Although butter is not as harmful as is usually believed, it is still a very caloric product that concentrates a large amount of saturated fat. Alternatives such as margarine are not usually good options, but a group of scientists at Cornell University has created what seems the final substitute, composed of 80% water.

The work, published in the magazine Applied Materials and Interfaces of the American Chemical Society (ACS), presents a product that offers the same creaminess of butter, even imitating the texture and mouthfeel produced by the dairy derivative, but considerably reducing fats.
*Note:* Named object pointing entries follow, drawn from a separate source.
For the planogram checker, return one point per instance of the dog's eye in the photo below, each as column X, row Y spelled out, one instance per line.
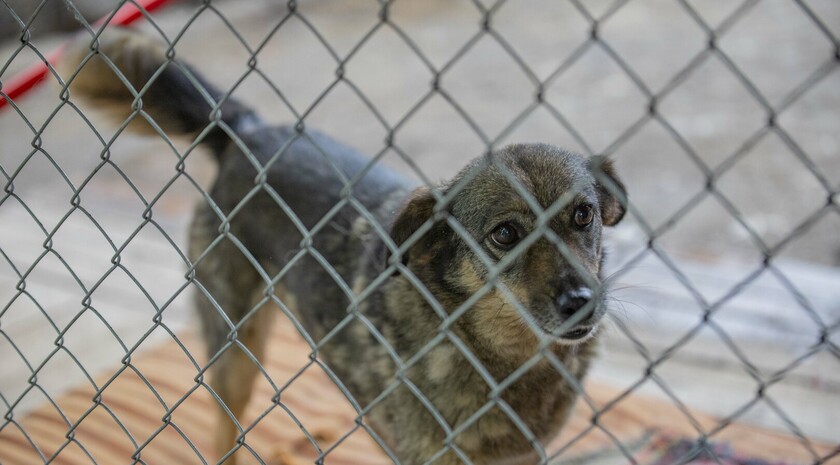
column 584, row 215
column 505, row 235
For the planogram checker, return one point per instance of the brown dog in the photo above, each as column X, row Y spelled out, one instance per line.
column 425, row 303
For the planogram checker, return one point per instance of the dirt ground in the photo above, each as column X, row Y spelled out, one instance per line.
column 713, row 187
column 765, row 192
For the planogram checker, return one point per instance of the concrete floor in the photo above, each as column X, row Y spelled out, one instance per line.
column 707, row 249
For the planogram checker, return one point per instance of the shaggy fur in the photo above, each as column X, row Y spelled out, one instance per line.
column 546, row 298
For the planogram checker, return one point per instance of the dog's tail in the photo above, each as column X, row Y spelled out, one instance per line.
column 129, row 72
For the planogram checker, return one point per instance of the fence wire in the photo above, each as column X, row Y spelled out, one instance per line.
column 18, row 290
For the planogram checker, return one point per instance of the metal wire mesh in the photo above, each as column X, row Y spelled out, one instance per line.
column 91, row 281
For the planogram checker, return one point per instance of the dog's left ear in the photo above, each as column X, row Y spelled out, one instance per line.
column 417, row 209
column 611, row 192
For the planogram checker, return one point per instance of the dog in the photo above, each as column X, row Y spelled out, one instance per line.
column 423, row 302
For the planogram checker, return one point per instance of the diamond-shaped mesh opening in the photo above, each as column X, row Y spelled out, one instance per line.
column 632, row 32
column 776, row 25
column 597, row 98
column 396, row 326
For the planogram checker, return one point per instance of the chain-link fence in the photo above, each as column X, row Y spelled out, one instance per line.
column 721, row 330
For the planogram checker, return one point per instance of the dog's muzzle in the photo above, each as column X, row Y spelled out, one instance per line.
column 577, row 305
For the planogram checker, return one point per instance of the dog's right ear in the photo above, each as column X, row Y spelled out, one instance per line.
column 417, row 209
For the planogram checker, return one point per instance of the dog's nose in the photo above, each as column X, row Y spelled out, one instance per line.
column 568, row 303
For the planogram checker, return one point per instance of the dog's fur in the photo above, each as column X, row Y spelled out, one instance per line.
column 238, row 256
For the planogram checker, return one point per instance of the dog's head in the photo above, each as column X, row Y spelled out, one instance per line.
column 536, row 213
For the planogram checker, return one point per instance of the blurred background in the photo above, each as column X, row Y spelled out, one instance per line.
column 723, row 118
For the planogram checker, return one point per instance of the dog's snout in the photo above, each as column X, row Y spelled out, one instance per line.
column 568, row 303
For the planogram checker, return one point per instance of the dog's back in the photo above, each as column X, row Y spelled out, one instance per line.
column 280, row 224
column 277, row 189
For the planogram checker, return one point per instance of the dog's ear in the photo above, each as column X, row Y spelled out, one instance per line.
column 611, row 192
column 417, row 209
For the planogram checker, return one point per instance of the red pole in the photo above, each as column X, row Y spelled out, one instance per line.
column 30, row 77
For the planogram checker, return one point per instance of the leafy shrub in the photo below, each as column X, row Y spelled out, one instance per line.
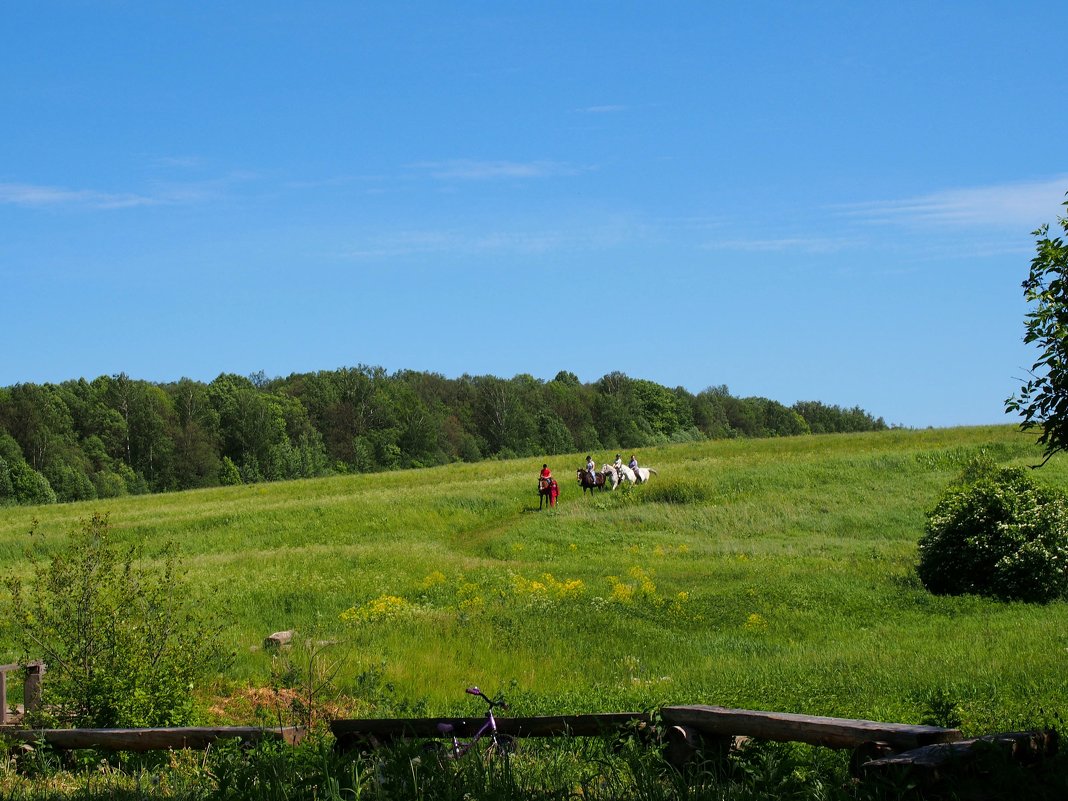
column 121, row 642
column 999, row 534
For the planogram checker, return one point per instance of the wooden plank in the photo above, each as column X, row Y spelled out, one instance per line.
column 577, row 725
column 837, row 733
column 148, row 739
column 1023, row 747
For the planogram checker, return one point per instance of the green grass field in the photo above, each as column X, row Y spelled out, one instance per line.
column 760, row 574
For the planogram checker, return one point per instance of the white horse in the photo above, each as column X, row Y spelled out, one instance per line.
column 642, row 474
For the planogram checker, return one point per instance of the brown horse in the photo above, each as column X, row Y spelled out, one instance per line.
column 591, row 482
column 545, row 492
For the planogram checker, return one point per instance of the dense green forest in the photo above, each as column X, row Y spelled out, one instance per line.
column 115, row 435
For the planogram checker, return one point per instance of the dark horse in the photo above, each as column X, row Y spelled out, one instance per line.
column 545, row 492
column 591, row 482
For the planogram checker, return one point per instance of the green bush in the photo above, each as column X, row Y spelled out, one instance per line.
column 122, row 643
column 999, row 534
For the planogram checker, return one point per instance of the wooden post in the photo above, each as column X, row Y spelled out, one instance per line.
column 31, row 690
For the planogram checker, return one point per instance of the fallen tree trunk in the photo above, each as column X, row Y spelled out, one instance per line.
column 148, row 739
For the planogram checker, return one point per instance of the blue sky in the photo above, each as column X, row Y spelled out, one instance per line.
column 822, row 201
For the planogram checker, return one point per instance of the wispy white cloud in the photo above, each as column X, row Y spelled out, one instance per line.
column 36, row 195
column 33, row 195
column 804, row 245
column 1019, row 204
column 475, row 242
column 471, row 170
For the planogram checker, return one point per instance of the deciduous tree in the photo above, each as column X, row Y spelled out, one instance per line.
column 1042, row 399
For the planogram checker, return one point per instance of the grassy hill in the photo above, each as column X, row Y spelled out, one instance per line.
column 764, row 574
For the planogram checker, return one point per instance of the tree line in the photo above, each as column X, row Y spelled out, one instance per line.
column 115, row 435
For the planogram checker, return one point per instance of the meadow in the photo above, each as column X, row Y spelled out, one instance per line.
column 773, row 574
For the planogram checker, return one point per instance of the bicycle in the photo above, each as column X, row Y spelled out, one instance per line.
column 500, row 744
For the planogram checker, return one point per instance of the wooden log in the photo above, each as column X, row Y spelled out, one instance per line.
column 837, row 733
column 350, row 733
column 279, row 640
column 1022, row 747
column 150, row 739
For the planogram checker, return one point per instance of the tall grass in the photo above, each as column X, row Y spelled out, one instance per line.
column 762, row 574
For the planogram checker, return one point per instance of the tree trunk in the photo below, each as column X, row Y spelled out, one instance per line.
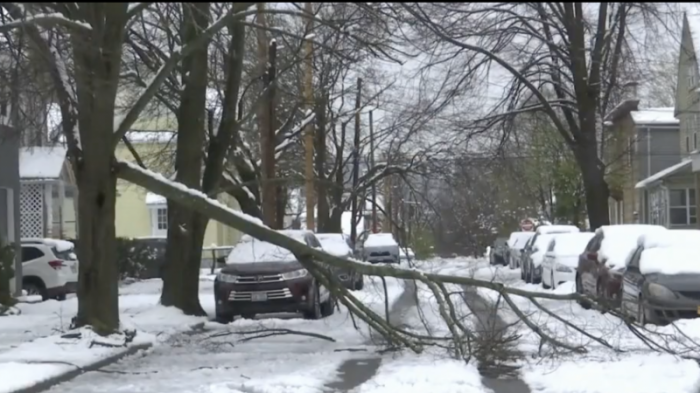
column 98, row 294
column 594, row 184
column 186, row 228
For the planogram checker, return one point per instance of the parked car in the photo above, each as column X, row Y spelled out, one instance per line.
column 516, row 243
column 601, row 264
column 378, row 248
column 561, row 259
column 499, row 251
column 532, row 267
column 341, row 246
column 49, row 268
column 261, row 278
column 661, row 285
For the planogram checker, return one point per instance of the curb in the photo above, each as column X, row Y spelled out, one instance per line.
column 69, row 375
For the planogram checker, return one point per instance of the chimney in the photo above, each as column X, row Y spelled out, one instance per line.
column 629, row 91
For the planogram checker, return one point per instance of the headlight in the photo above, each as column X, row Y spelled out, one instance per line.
column 295, row 274
column 223, row 277
column 660, row 291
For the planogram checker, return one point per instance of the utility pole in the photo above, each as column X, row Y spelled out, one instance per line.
column 356, row 162
column 371, row 166
column 309, row 132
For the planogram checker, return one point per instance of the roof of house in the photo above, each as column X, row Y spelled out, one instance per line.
column 41, row 162
column 654, row 116
column 660, row 175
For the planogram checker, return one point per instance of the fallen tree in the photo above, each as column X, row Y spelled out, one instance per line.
column 316, row 261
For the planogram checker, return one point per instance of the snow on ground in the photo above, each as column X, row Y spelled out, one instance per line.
column 637, row 370
column 219, row 359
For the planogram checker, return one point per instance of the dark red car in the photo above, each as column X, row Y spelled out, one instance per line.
column 602, row 263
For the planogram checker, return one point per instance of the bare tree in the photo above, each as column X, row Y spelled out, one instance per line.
column 573, row 52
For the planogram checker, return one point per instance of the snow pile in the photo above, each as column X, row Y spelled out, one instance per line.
column 380, row 240
column 411, row 373
column 670, row 261
column 620, row 240
column 334, row 244
column 571, row 244
column 45, row 358
column 670, row 238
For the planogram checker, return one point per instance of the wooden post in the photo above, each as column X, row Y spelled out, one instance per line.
column 371, row 166
column 309, row 132
column 356, row 162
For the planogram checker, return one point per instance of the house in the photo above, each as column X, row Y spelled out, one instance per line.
column 47, row 199
column 140, row 213
column 638, row 144
column 671, row 192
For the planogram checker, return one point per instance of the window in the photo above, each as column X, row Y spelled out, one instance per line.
column 31, row 253
column 159, row 220
column 682, row 207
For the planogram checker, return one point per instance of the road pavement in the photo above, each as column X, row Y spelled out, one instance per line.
column 496, row 349
column 354, row 372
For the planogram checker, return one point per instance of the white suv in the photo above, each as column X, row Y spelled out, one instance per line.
column 49, row 268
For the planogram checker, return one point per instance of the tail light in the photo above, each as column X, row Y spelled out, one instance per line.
column 56, row 264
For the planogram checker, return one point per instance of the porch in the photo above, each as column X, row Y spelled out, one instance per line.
column 48, row 196
column 668, row 197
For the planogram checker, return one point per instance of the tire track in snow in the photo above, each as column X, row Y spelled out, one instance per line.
column 354, row 372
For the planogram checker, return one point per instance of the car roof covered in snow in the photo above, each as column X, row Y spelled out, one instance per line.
column 252, row 250
column 620, row 240
column 670, row 260
column 334, row 244
column 380, row 240
column 672, row 237
column 545, row 229
column 571, row 244
column 518, row 239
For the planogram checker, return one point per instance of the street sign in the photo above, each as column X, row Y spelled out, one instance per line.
column 527, row 225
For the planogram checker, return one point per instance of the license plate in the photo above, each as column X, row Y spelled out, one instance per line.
column 259, row 297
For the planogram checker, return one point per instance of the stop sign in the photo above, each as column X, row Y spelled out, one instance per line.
column 527, row 225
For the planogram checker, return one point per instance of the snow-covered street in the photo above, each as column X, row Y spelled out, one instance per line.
column 287, row 354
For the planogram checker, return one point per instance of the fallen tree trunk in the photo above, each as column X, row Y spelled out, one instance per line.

Made with 80% water and 20% oil, the key is in the emulsion process.

Live to the Palate How to replace butter with oil in baking recipes

Emulsifying two components that in principle cannot be mixed, such as water and oil, is a technique that we already apply at home, for example when making a vinaigrette or mayonnaise. But researchers have applied the process of highly concentrated emulsions ('HIPE', high-internal phase emulsions) to significantly increase the proportion of water, in a ratio of 4 to 1.

The emulsion process allows a large percentage of water to be used

In a common emulsion tiny spheres are formed, but with this process it is possible to begin to tighten and concentrate with each other, generating friction between them. There comes a time when the spheres can no longer slide, preventing flow. That's when you get a firm consistency, creamy and "spreadable," which behaves like butter.

The authors of the project highlight that this product opens many possibilities in the food industry to offer consumers a healthy alternative to butter, nice and with much less calories. While a tablespoon (15 ml) of butter contains about 11 g of fat and almost 100 kcal, the same amount of this substitute only provides 2.8 g of fat and 25.2 kcal.

One tablespoon of this substitute contains only about 25.2 kcal

It also has the advantage that specific components, such as dairy or vegetable proteins, can be added to add nutrients to the base product, and thus make it a more interesting food. In the same way it is possible play with flavorings and aromas to improve palatability and make the cream a complete substitute for traditional butter, combining flavor and texture.

Live to the PalateButter: is there any healthier?

Although when cooking we can almost always substitute butter and butter for healthy vegetable oils, such as extra virgin olive oil, milk fat has no competition as a spreadable cream. A vegetable substitute composed of 80% water and without trans fats could be the definitive alternative, also suitable for lactose intolerant, allergic or vegan.